Iraq’s embassy here has been lying vacant.
During a recent visit to Bahrain, Zebari told GCC Secretary-General Abdul Rahman Al-Atiyya that members of the Iraqi Governing Council did not agree to Iraq’s accession to the six-member regional body.
However, Zebari said Iraq would resume its activities in Gulf organizations and agencies which were frozen following its occupation of Kuwait.
The two neighbors are poised to reopen their main border post near the Saudi city of Arar, which has been closed since Iraq’s 1990 invasion of Kuwait.
Saudi firms have been doing business with Iraq despite the absence of diplomatic ties and closure of the border post most of the time all these years.
At the donors’ conference in Madrid last month, the Saudi government pledged $1 billion in loans for Iraq’s reconstruction.
The Kingdom also set up a 120-bed field hospital in Iraq after the war, while several wounded Iraqis were airlifted for treatment in Saudi hospitals.
Zebari said a Pentagon ban excluding French, German, Canadian and Russian companies from bidding for Iraqi reconstruction contracts could be reconsidered if these countries “change their negative attitude” toward Iraq.
The minister said a delegation from the Governing Council was due in Madrid yesterday on the first leg of a tour of European countries to discuss Iraqi rebuilding efforts.

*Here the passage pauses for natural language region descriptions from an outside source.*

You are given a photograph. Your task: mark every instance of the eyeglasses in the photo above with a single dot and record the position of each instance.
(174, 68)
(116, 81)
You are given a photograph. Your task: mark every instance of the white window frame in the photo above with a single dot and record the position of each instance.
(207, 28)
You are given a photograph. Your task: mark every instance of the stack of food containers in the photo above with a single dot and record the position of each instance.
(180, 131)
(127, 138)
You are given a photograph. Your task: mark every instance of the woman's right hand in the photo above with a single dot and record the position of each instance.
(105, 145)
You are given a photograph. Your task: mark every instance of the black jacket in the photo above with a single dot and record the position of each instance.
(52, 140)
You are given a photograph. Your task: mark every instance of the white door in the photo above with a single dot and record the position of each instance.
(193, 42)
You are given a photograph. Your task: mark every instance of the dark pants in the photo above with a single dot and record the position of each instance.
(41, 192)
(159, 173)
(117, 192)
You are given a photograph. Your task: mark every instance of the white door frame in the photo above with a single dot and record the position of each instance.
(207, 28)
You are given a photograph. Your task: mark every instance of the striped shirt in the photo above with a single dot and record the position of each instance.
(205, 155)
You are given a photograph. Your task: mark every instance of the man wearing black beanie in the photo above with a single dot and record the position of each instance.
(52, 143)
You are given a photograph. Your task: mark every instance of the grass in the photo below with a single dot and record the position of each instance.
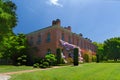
(10, 68)
(91, 71)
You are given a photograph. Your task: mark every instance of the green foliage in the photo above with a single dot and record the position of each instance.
(112, 48)
(58, 56)
(36, 65)
(76, 61)
(93, 58)
(100, 51)
(92, 71)
(51, 59)
(8, 18)
(97, 58)
(13, 46)
(22, 60)
(44, 65)
(86, 57)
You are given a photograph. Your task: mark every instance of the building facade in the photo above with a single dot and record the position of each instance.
(49, 39)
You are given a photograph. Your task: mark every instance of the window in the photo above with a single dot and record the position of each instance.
(31, 41)
(63, 36)
(39, 39)
(69, 39)
(48, 37)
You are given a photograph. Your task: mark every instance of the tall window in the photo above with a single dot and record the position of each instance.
(39, 39)
(63, 36)
(48, 37)
(69, 39)
(31, 41)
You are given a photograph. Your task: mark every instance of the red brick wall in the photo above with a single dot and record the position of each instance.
(56, 34)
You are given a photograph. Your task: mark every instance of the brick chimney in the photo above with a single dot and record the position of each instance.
(56, 22)
(69, 28)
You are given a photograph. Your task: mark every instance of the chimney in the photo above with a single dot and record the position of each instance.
(56, 22)
(53, 22)
(69, 28)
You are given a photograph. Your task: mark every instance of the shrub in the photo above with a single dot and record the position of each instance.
(22, 60)
(44, 65)
(97, 58)
(36, 65)
(51, 59)
(76, 62)
(86, 57)
(93, 58)
(59, 57)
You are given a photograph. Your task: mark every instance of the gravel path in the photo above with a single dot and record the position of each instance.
(6, 76)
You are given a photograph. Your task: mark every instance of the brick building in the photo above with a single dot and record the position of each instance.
(49, 38)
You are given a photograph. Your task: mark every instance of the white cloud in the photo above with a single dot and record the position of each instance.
(55, 2)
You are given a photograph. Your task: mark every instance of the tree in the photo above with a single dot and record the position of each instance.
(100, 51)
(76, 62)
(112, 48)
(14, 46)
(8, 18)
(58, 56)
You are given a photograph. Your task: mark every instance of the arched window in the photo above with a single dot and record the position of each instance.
(63, 36)
(48, 37)
(31, 41)
(69, 39)
(39, 39)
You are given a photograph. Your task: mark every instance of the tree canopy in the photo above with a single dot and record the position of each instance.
(112, 48)
(8, 18)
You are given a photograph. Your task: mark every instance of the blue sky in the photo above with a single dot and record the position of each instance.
(95, 19)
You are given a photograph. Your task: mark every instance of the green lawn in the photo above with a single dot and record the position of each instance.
(91, 71)
(10, 68)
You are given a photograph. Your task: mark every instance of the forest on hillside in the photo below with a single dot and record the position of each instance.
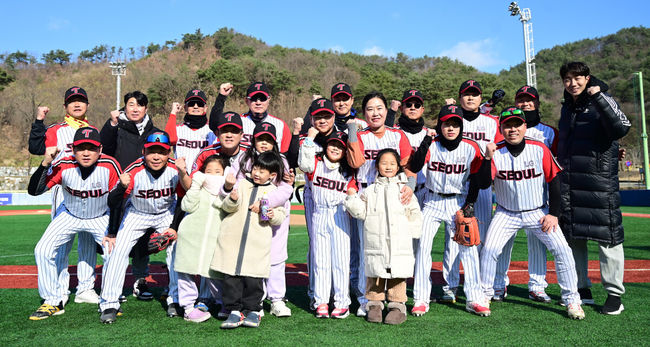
(165, 71)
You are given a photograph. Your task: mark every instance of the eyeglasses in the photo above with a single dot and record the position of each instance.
(257, 97)
(193, 103)
(158, 137)
(512, 112)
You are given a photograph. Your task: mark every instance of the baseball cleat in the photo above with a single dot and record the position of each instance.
(539, 296)
(613, 305)
(46, 311)
(575, 311)
(419, 309)
(141, 290)
(280, 309)
(108, 316)
(340, 313)
(87, 297)
(478, 309)
(235, 319)
(322, 311)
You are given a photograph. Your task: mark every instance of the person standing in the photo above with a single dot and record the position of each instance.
(591, 123)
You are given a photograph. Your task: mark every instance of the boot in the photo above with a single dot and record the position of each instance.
(396, 313)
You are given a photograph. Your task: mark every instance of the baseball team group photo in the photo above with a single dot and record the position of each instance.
(253, 197)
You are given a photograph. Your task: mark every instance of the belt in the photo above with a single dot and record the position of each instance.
(443, 194)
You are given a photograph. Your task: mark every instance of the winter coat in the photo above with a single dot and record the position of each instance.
(589, 128)
(389, 227)
(197, 233)
(244, 242)
(123, 141)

The Iraqi delegation, led by the chairman of the interim council Abdel Aziz Al-Hakim, was to meet with Spanish Foreign Minister Ana Palacio on arrival.
Meanwhile, about 200 Iraqis, including religious leaders, are receiving lessons on democracy at the Islamic University in Halla.
The move comes in preparation for setting up a national legislative authority in June to draft the country’s constitution in 2005.